How we use AI to ship features faster — without cutting corners. Read this once before you start your first feature.
7 stages from raw feature idea to live in production. Each stage has a clear input, a clear output, and a done checklist.
You paste the prompt into Claude, GPT-4o, or any LLM. It generates a draft. You review it. You own the result.
Each stage produces a .md file. No lost Slack decisions. The whole feature is traceable.
Each stage has its own .md file: stage-01-feature-clarification.md, stage-02-check-existing-flow.md, and so on up to stage 07. Find the one matching your current stage.
Inside the file, find the section labelled 🤖 AI Prompt. Copy everything inside the code block — that's the prompt you'll paste into the AI.
Every prompt has clearly marked spots like [PASTE STAGE 01 RESULT HERE] or [FEATURE REQUEST]. Replace each one with the real information before sending to the AI.
Open Claude (claude.ai) or ChatGPT or any LLM. Start a new chat. Paste the filled-in prompt. Send it. Wait for the full response.
Read every line. The AI drafts, you decide. Fix anything that doesn't match reality. Add anything it missed. This is not optional — AI output must be reviewed by a human who knows the context.
Create a folder for the feature: features/2025-01-15-pet-reminders/. Save the output as the appropriate file, e.g. 01-feature-definition.md.
Each stage file ends with a ✅ Done When checklist. Every box must be checked before proceeding to the next stage. If a box can't be checked, resolve the blocker first.
| Stage | Name | Primary Owner | AI Involvement | Key Output |
|---|---|---|---|---|
| 01 | Feature Clarification | Product | Drafting aid | Feature definition + user stories |
| 02 | Check Existing Flow | Tech Lead | Analysis aid | Flow diagram + dependency map |
| 03 | Impact Analysis | Tech Lead | AI Risk identification | Impact list + risk & mitigation plan |
| 04 | Feature Design | Senior Eng | AI Architecture drafting | Backend + DB + frontend design doc |
| 05 | Development | Engineer | AI Code generation + tests | Working code + PR summary |
| 06 | Testing & Regression | QA / Eng | AI Test case generation | Test report + security audit |
| 07 | Release & Deployment | Tech Lead | AI Release notes + runbook | Release notes + rollback plan |
Every prompt asks for prior stage results. Include them. The AI has no memory — without context it guesses.

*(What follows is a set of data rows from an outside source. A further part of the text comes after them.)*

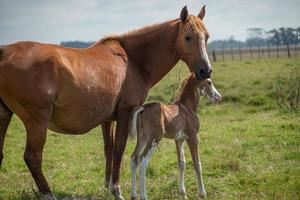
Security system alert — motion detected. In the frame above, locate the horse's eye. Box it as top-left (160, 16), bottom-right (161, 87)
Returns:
top-left (184, 36), bottom-right (192, 41)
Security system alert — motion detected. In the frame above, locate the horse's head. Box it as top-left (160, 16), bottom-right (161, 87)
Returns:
top-left (199, 79), bottom-right (222, 103)
top-left (177, 6), bottom-right (212, 80)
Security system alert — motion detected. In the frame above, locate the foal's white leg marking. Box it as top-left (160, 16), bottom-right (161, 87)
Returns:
top-left (140, 142), bottom-right (157, 200)
top-left (195, 159), bottom-right (206, 198)
top-left (41, 193), bottom-right (56, 200)
top-left (176, 140), bottom-right (186, 195)
top-left (130, 159), bottom-right (138, 199)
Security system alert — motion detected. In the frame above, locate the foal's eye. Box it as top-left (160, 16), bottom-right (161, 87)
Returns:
top-left (184, 35), bottom-right (192, 41)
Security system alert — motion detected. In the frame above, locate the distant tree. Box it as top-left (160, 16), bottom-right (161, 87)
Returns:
top-left (208, 36), bottom-right (246, 50)
top-left (268, 27), bottom-right (300, 45)
top-left (246, 37), bottom-right (268, 46)
top-left (268, 29), bottom-right (281, 45)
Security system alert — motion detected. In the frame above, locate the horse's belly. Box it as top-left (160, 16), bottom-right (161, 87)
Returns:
top-left (49, 92), bottom-right (116, 134)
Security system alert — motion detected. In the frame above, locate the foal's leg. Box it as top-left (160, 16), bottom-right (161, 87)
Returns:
top-left (175, 140), bottom-right (186, 198)
top-left (109, 111), bottom-right (130, 200)
top-left (101, 121), bottom-right (114, 188)
top-left (140, 141), bottom-right (157, 200)
top-left (130, 133), bottom-right (146, 200)
top-left (0, 99), bottom-right (13, 167)
top-left (187, 134), bottom-right (206, 198)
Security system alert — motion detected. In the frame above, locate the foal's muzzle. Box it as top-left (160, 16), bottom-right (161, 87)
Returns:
top-left (195, 67), bottom-right (212, 80)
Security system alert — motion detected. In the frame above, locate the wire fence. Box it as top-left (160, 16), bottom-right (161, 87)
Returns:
top-left (208, 45), bottom-right (300, 62)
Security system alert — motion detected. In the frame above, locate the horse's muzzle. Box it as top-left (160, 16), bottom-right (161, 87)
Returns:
top-left (195, 67), bottom-right (212, 81)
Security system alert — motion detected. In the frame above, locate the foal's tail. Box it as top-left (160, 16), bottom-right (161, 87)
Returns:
top-left (128, 106), bottom-right (144, 139)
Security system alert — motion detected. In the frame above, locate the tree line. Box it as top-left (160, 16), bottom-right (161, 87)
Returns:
top-left (208, 27), bottom-right (300, 50)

Going from idea to code without Impact Analysis leads to rework. Every stage catches something the next one shouldn't have to fix.

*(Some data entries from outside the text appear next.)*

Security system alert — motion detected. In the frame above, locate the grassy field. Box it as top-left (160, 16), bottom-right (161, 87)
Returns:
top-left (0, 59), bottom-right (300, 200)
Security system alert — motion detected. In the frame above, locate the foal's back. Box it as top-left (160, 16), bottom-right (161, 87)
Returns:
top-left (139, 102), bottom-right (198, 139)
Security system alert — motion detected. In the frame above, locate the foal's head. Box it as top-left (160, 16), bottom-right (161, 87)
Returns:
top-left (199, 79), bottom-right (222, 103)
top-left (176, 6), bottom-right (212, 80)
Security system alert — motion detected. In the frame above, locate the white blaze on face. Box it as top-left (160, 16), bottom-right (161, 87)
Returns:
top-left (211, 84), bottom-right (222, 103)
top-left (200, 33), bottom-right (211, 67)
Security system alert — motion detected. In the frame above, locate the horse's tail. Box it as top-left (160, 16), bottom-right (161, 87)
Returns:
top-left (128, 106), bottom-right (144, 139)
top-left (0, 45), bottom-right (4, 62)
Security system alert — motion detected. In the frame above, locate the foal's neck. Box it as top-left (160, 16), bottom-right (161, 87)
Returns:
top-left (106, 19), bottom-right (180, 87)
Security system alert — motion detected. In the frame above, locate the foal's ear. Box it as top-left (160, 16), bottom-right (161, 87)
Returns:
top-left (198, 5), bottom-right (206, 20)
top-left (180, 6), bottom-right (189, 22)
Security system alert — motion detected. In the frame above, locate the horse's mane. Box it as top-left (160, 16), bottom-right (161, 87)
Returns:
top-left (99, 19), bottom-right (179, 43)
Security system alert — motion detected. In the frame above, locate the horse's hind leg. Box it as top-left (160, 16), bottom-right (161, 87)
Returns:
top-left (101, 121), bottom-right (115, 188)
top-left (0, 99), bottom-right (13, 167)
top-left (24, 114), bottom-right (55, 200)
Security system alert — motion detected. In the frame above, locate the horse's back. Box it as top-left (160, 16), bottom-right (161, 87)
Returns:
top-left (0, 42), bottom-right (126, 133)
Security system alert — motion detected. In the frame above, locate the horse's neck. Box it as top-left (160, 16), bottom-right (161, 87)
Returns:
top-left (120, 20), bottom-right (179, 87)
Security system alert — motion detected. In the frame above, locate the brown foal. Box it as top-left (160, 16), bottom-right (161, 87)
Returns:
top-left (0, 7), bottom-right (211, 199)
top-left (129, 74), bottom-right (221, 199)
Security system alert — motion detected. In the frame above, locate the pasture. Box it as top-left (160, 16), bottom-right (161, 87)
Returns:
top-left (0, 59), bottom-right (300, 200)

AI drafts, you decide. Read it line by line. Fix inaccuracies. Add what it missed. You own the output.
AI doesn't know your codebase, your customers, or your constraints. It gives a head start — not a finished answer.
These files are the project memory. Name them consistently and keep them in the feature folder.
The done checklist is a gate, not a suggestion. Unresolved risks in stage 03 will become bugs in stage 05.
Any instruction-following model works — Claude, ChatGPT, Gemini. For design stages (03, 04) Claude tends to produce more structured output. For code generation (05) Claude or GPT-4o both work well. Use what you have access to. The prompts are model-agnostic.
Fix it. The AI is a fast first draft, not a source of truth. If you notice a gap, add it to the file before moving on. The done checklist will catch most missing items.
No. Use judgment. A one-line bug fix doesn't need a risk register. A new user-facing feature or anything touching shared infrastructure should go through all 7. If in doubt, start at stage 03 (Impact Analysis) as a minimum.
Create a folder in the repo under features/ named with the date and feature slug, e.g. features/2025-01-15-pet-reminders/. Save each stage output there with the matching filename from the master guide.
Document the blocker in the output file under "Open Questions" and tag the owner in your project tracker. Do not proceed to the next stage until it's resolved — the whole point of early stages is to catch blockers before they become expensive.